Zdarzały się (i to niejednokrotnie) i takie sytuacje, że przyprowadzeni wcześniej „na sposób duchowy” (bo innej, z różnych powodów, możliwości nie było) ludzie, później sami trafiali przed oblecze widocznego na ziemi znaku Świętego Archanioła, by przeżyć osobiste z Nim spotkanie. Przemienił serce, przyprowadził do Boga, pokazał na nowo drogę ku Stwórcy, zaprowadził do kratek konfesjonału i stał się cud – cud przemiany serca i życia. Tyle razy podczas tych dziesięciu lat miało to miejsce i ciągle ma – Bogu niech będą dzięki za Archanioła Przyjaciela tak wielu.
Różnorakie są sposoby działania Opatrzności Bożej; jedno co uskrzydla, to stwierdzenie tak często wypowiadane: „Mój Archanioł, mój Święty Michał, mój Niebiański Przyjaciel”. Przychodzi na myśl obraz dziecka z ulubioną zabawką w dłoni, ściskaną i przytulaną. To ta jedyna wyjątkowa i niepowtarzalna. Ach, strach pomyśleć, co by się stało, gdyby zginęła.
Niech się radują serca, niech wypływa z nich wdzięczność skierowana do kochającego nas Stwórcy za dar obecności i działanie w naszym życiu wysłannika nieba – Świętego Archanioła Michała – naszego i mojego osobistego PRZYJACIELA.
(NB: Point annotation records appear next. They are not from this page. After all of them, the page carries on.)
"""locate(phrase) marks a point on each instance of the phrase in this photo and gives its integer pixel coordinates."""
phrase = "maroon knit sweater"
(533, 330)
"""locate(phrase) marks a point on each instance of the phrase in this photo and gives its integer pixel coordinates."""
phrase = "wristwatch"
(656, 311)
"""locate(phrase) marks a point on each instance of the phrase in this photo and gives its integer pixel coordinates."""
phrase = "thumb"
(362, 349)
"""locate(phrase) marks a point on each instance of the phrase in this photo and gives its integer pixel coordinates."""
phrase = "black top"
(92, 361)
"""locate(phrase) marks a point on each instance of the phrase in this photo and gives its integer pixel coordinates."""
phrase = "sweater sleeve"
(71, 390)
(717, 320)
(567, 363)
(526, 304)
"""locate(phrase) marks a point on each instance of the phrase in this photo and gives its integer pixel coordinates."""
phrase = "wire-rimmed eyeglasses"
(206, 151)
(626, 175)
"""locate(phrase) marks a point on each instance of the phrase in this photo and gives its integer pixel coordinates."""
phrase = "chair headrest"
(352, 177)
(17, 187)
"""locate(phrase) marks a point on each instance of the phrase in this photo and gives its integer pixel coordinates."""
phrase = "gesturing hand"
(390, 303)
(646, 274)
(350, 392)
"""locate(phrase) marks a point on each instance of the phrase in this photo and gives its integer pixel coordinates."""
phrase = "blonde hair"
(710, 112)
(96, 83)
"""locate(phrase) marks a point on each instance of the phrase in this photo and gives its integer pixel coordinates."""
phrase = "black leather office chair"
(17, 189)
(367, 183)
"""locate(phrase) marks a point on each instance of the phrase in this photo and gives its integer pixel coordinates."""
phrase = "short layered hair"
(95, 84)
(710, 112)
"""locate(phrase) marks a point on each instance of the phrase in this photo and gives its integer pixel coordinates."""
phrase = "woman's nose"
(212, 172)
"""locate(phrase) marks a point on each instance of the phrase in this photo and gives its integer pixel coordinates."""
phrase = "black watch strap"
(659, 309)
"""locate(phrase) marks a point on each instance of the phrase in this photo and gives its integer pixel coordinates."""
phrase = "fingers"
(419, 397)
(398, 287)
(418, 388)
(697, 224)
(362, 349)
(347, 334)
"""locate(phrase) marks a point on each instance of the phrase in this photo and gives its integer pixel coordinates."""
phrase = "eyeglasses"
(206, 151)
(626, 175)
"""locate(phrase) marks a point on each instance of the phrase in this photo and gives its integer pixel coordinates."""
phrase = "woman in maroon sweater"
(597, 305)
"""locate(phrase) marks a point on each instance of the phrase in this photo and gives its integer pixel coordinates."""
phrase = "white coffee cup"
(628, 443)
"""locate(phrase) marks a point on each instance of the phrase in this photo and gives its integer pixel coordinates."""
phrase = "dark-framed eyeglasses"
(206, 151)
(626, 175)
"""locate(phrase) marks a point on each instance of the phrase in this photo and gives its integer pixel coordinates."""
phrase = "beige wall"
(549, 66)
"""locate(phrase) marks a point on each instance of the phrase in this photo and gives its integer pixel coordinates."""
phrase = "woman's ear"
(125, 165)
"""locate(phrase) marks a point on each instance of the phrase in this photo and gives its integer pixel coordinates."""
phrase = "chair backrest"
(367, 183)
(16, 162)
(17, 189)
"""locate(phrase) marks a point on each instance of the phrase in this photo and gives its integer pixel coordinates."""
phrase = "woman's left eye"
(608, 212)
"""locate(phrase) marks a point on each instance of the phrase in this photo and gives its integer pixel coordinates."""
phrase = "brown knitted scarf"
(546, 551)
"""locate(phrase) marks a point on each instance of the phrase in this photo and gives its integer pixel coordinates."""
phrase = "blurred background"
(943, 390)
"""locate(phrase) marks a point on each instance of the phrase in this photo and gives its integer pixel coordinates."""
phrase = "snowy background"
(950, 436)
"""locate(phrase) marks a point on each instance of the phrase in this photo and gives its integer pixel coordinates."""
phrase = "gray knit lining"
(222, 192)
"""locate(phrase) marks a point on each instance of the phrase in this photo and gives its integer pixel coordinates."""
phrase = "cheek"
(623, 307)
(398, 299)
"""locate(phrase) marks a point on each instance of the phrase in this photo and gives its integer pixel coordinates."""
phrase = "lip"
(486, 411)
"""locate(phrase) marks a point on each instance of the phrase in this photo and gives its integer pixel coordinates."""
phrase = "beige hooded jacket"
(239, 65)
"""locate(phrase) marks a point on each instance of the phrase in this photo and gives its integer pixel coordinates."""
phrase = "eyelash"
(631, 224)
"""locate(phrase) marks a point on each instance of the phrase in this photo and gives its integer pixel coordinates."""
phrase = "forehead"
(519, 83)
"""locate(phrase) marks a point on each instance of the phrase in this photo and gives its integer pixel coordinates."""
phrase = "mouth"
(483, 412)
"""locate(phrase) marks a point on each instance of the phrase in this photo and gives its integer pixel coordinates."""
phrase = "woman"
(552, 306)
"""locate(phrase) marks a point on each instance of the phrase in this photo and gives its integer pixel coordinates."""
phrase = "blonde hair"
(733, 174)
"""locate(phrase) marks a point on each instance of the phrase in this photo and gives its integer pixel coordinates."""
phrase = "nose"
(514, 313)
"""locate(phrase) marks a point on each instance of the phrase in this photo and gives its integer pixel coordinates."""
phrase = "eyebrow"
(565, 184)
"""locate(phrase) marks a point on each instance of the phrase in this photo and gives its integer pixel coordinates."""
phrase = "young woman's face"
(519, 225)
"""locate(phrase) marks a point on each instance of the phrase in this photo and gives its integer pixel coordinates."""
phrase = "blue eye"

Dobiega powoli końca czas kolejnego roku naszego życia. Co przyniesie przyszłość? Tego nie jesteśmy w stanie odgadnąć i przewidzieć. Jedno jest jednak pewne: w tym, co przyjdzie nam przeżywać, nie będziemy osamotnieni. Będzie z nami, będzie czuwał i nas wspomagał największy i najpotężniejszy spośród aniołów w niebie – Archanioł Michał, nasz najwierniejszy Przyjaciel. Powierzajmy mu teraźniejszość i naszą przyszłość – bo któż jak Bóg!